Have you ever fished down here?
I haven't. We've been offered a few times, but you're usually in and out in a day. We never really get to stop and smell the roses. I might bring my wife this time and spend a few days to kind of enjoy.

Given that your chosen career is so high-risk, how do you wind down when you're not out on the boat?
It's just about being glad to be home, honestly, I just shut the gate and just stick with the family. That's what it's all about for us. We have a 32-foot bayliner here in Seattle, so we do a lot of salmon fishing when there's an open season. I'm not much of a golfer, I find it kind of irritating. With all the travel we do with Discovery, it's nice just to be home and relax, just do nothing.

I know you've been doing this since you were a kid. Do you ever get sick of the business? Of fishing? Or do you still love it as much as ever?
I love it even moreso now. I think, especially with a lot of the stuff we've done -- we have our own products, a book, a video game -- you see how it is for the 9 to 5 guys who are just trying to get something on the market. You see how hard is it to make anything happen. It makes me appreciate the fishing so much more. So you see it in a whole new light.

Yeah it definitely sounds like a better gig than most people's desk jobs!
It really is. There's risk and reward. When you're fishing, you spend that time in Alaska, then when you come home you're done. I have a greater appreciation for my work now than ever.

How do you see the future of the business?
Right now we have IFQ's, individual fishing quotas, so the fishing looks very good. There's a lot more control. There used to be 250 boats, now we're down to 70. There's more crab on the grounds with less effort and that's better for sustainable fishing. Before we would take 40% of the male crab off the grounds. Now it's more like 15% -- much more conservative. Alaska's been very good about sustainable fishing.

Congrats on your recent 100th episode. Has anything changed for you about doing the show between episodes 1 and 100?
In the beginning it was just supposed to be a one-off documentary. For me, I think I've grown a lot. I have a lot more confidence, especially with speaking engagements and getting in front of a camera. Before that was not the case. It's definitely been a learning experience and it's been a lot of fun along the way. We meet a lot of nice people from a lot of different walks of life, and it's brought us to places that we never would have dreamt of.
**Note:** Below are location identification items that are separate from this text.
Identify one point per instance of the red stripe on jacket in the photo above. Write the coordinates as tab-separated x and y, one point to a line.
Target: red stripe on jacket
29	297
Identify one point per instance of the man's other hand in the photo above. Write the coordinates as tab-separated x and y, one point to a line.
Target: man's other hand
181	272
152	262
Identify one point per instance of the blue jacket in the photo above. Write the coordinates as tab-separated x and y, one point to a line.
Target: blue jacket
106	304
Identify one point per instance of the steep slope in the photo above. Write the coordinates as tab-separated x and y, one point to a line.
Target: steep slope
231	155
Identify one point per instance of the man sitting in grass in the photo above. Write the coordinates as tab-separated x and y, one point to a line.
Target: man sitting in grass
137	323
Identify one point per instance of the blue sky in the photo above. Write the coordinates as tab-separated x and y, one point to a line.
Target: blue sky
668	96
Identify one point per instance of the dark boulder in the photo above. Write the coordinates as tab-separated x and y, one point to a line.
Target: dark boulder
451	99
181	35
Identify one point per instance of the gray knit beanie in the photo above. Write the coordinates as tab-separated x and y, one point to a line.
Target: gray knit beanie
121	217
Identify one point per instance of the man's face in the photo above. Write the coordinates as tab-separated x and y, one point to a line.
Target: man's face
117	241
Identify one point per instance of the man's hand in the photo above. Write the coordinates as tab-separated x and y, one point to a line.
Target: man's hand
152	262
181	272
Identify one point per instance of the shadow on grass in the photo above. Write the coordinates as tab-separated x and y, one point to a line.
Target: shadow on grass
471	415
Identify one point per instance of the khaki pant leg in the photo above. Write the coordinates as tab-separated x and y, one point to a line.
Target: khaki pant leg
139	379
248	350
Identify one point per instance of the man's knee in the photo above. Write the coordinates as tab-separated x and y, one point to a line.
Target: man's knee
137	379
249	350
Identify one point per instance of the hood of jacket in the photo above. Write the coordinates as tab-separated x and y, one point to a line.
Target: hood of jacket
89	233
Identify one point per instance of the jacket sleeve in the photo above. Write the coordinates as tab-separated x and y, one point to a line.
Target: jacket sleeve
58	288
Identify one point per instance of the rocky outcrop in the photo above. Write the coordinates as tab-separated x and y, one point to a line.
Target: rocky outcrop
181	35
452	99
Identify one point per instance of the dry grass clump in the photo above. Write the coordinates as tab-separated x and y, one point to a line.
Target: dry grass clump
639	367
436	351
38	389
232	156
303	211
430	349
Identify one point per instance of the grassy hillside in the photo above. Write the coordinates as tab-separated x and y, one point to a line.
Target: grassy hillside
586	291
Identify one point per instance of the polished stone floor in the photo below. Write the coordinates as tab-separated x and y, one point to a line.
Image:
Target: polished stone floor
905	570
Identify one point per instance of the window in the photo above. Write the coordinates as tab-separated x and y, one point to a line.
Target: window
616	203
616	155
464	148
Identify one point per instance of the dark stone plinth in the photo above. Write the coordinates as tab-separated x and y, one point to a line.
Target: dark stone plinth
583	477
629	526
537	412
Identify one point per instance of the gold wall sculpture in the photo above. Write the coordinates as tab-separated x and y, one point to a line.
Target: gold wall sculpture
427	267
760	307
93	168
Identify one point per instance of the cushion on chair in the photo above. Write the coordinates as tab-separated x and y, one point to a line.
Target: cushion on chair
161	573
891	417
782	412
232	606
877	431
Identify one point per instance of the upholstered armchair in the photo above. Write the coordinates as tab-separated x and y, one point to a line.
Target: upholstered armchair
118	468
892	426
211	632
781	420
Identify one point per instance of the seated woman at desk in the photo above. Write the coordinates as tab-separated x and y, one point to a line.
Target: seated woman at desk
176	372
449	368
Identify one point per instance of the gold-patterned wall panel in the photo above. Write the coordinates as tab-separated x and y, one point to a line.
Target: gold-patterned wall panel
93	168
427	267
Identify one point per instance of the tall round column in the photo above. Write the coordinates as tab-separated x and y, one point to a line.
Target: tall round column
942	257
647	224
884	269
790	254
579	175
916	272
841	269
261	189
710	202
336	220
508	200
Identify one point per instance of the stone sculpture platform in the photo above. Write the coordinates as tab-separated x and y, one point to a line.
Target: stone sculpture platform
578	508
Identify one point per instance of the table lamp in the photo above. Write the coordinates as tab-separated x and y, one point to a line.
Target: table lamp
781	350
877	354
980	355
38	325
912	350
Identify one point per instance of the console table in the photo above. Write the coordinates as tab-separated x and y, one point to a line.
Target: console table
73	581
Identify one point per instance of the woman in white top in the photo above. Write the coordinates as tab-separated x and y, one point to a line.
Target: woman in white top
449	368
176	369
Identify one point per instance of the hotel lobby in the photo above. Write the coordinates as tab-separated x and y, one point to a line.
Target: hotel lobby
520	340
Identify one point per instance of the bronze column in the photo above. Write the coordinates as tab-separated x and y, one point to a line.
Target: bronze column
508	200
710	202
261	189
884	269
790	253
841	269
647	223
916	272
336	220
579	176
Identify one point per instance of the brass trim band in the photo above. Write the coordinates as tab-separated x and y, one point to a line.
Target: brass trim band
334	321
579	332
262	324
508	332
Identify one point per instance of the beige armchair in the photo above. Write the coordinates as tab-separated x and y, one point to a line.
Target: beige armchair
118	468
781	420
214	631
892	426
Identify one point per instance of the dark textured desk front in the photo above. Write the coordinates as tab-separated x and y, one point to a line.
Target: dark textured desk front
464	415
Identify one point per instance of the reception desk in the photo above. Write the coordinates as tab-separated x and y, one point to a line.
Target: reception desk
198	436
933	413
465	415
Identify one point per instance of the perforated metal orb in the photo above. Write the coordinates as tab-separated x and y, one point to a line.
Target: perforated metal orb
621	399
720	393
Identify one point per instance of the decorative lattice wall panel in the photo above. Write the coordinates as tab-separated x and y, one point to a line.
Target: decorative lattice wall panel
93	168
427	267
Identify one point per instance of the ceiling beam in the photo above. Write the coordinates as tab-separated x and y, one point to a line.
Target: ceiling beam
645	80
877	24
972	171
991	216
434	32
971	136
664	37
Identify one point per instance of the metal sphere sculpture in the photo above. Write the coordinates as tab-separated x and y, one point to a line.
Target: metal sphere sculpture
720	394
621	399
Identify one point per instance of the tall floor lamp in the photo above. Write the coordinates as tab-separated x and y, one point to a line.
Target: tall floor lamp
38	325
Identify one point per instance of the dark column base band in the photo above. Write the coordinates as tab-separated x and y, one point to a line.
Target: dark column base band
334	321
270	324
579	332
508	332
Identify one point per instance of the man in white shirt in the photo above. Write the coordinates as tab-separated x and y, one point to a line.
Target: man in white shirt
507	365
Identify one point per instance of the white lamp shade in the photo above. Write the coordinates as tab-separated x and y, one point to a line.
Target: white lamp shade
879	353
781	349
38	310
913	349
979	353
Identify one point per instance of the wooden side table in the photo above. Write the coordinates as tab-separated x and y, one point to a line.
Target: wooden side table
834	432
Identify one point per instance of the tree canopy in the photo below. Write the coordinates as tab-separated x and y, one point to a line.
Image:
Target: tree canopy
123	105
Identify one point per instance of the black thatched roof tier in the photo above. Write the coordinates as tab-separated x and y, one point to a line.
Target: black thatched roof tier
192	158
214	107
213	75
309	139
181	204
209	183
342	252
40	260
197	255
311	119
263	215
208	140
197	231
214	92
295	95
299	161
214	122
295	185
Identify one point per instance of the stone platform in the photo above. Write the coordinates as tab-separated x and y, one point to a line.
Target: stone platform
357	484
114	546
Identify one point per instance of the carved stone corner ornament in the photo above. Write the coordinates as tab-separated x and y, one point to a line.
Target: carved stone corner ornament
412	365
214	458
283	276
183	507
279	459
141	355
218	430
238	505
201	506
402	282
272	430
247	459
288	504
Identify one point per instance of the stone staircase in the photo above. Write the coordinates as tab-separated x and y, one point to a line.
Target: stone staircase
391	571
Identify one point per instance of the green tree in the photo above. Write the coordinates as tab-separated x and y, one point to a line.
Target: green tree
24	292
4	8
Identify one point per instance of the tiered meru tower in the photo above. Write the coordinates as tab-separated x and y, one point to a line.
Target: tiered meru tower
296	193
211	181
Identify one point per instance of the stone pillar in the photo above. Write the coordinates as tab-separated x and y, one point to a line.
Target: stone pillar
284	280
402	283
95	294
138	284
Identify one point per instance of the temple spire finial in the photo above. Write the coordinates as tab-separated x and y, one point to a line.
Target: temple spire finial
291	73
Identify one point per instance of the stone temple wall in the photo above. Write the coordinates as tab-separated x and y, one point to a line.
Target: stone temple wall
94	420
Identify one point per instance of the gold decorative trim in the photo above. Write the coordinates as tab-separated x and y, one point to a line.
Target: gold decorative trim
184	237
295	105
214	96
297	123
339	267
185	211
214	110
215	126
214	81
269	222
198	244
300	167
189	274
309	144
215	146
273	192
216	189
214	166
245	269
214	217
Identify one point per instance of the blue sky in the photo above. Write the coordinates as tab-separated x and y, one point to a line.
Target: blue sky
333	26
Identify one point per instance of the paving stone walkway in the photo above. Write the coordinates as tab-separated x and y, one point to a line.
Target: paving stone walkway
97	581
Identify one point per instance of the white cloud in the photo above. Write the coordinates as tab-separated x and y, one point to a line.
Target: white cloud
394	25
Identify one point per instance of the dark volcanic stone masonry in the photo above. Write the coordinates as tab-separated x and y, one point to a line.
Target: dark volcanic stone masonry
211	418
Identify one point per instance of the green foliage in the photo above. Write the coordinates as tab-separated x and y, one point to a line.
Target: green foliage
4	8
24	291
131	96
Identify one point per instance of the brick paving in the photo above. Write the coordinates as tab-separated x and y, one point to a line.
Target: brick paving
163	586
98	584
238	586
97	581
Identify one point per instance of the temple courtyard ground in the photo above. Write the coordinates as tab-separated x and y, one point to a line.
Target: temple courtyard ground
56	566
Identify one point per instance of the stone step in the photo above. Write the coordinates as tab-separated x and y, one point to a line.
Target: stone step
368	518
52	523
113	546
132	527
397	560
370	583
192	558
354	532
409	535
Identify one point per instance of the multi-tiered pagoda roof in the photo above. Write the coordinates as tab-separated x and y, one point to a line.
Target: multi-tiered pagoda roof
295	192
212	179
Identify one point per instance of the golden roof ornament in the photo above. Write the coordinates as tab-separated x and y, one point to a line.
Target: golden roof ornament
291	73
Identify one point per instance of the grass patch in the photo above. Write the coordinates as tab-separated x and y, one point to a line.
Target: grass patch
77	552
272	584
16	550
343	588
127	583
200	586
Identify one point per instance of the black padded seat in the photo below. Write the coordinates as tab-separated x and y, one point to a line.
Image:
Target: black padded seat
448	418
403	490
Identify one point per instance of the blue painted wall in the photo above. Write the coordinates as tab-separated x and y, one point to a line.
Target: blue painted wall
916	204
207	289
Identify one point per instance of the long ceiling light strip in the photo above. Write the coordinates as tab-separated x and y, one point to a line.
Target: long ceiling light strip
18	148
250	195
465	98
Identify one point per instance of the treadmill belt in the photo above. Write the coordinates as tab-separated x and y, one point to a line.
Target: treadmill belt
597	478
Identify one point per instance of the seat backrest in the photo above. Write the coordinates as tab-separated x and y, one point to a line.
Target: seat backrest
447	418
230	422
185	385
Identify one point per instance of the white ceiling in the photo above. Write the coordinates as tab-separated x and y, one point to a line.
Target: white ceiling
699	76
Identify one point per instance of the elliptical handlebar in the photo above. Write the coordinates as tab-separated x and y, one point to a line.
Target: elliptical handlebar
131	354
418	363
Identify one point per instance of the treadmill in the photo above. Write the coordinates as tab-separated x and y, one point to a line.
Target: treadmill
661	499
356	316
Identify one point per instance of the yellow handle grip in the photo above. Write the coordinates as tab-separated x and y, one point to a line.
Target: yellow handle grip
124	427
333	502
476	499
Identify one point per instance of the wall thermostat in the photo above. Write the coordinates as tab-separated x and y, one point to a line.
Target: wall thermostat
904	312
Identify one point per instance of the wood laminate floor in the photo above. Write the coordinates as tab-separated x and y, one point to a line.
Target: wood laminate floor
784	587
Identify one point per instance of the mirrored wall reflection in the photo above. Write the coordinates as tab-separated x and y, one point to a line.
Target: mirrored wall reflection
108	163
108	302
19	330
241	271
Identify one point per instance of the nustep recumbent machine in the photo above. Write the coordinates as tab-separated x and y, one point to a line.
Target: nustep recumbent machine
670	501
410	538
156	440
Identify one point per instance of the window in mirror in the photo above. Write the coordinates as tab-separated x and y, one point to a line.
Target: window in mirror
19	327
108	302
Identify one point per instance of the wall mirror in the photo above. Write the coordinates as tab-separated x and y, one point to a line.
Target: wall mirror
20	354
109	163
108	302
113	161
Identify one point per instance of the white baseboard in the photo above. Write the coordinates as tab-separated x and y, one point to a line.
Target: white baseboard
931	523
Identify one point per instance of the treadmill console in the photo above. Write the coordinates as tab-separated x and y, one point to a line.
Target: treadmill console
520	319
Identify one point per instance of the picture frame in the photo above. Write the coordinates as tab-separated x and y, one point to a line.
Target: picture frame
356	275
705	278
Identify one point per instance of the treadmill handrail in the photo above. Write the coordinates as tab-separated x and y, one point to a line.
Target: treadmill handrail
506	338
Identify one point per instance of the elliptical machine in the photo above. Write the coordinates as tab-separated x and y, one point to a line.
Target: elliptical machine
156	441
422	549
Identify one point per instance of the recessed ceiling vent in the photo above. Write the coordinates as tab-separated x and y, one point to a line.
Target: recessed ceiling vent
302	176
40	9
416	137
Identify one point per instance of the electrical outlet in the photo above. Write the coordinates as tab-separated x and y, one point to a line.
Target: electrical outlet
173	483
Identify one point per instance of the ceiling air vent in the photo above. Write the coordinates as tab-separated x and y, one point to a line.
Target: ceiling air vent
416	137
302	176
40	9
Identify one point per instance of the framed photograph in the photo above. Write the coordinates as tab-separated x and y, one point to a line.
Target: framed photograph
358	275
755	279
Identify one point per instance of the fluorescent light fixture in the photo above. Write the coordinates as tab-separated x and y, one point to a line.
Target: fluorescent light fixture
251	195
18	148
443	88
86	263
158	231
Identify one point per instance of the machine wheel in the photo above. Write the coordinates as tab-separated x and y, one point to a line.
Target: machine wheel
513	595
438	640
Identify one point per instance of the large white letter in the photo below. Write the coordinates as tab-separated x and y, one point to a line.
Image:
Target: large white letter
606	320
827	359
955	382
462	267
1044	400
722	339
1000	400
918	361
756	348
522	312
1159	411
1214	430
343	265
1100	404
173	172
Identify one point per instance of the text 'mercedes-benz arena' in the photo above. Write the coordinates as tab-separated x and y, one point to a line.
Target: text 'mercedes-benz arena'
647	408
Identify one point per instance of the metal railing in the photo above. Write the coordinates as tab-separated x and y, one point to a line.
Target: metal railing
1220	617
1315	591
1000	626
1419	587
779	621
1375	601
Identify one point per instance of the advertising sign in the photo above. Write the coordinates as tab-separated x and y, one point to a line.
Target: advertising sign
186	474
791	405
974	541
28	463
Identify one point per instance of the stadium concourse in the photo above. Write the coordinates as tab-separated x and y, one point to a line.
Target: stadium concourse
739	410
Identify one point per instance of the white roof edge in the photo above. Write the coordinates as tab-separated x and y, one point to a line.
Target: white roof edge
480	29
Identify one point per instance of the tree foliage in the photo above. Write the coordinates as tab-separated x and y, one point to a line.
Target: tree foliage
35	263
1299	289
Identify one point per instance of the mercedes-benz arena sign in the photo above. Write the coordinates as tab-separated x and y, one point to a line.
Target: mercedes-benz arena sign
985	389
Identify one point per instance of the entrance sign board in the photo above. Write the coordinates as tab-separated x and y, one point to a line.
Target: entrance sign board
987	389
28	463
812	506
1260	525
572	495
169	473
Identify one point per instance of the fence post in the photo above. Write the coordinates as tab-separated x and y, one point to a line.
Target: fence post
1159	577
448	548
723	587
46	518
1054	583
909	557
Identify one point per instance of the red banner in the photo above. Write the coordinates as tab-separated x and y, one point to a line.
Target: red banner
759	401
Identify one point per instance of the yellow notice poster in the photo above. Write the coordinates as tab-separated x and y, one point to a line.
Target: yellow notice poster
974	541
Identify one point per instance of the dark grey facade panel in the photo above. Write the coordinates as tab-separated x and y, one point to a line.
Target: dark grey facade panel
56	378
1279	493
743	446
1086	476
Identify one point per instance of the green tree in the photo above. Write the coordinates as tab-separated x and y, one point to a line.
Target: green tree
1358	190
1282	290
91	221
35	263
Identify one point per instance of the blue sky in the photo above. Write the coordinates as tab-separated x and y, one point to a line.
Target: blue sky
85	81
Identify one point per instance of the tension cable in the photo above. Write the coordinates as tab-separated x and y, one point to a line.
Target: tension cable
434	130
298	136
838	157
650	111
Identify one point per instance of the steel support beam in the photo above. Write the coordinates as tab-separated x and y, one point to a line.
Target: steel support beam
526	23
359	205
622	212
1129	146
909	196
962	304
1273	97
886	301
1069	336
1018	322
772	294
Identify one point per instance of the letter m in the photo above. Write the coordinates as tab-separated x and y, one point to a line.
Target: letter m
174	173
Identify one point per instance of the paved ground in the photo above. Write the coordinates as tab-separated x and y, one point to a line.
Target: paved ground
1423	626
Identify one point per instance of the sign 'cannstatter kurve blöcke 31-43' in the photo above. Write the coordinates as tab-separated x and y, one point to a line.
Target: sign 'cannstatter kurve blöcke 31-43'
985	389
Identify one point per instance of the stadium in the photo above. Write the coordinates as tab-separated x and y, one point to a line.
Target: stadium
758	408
Has it been hard adjusting to the fame?
Yes. Before, if someone recognized you, they'd come up and ask, and now they just know. I don't care if you're at an airport or wherever, they see you and they hone in, they're coming. So that was a little adjustment. It's not like when we did the show it was about fame, it was just about trying to rep your fleet and it morphed into this program that people can't get enough of. It's been Discovery's #1 program for years, and that's pretty flattering.

When do you start up again?
We've got king crab going in the middle of October. This is the third time I've had a summer off since I was 12. We went to Vegas -- that was fun, we had some company from Norway.

I'm trying to enjoy life a little more. I head up in October, like I said, do the king crab season -- I'm assuming they'll film the show again. Last winter went extra long, the season went through the middle of June. It was a tough winter.

We finally got a little decent weather in Seattle, some sun. I've gotta get used to the sun before I head down to Florida.

Captain Sig Hansen will be appearing at the Seminole Casino Hollywood on Saturday, August 25 from 6 to 10 p.m. Fans will have a chance to take a photo with Captain Hansen and score an autographed photo. Group passes are required in order to meet him and will be available at the Player's Club starting at 5 p.m. All guests must be 21 and older and a member of the Seminole Player's Club to participate.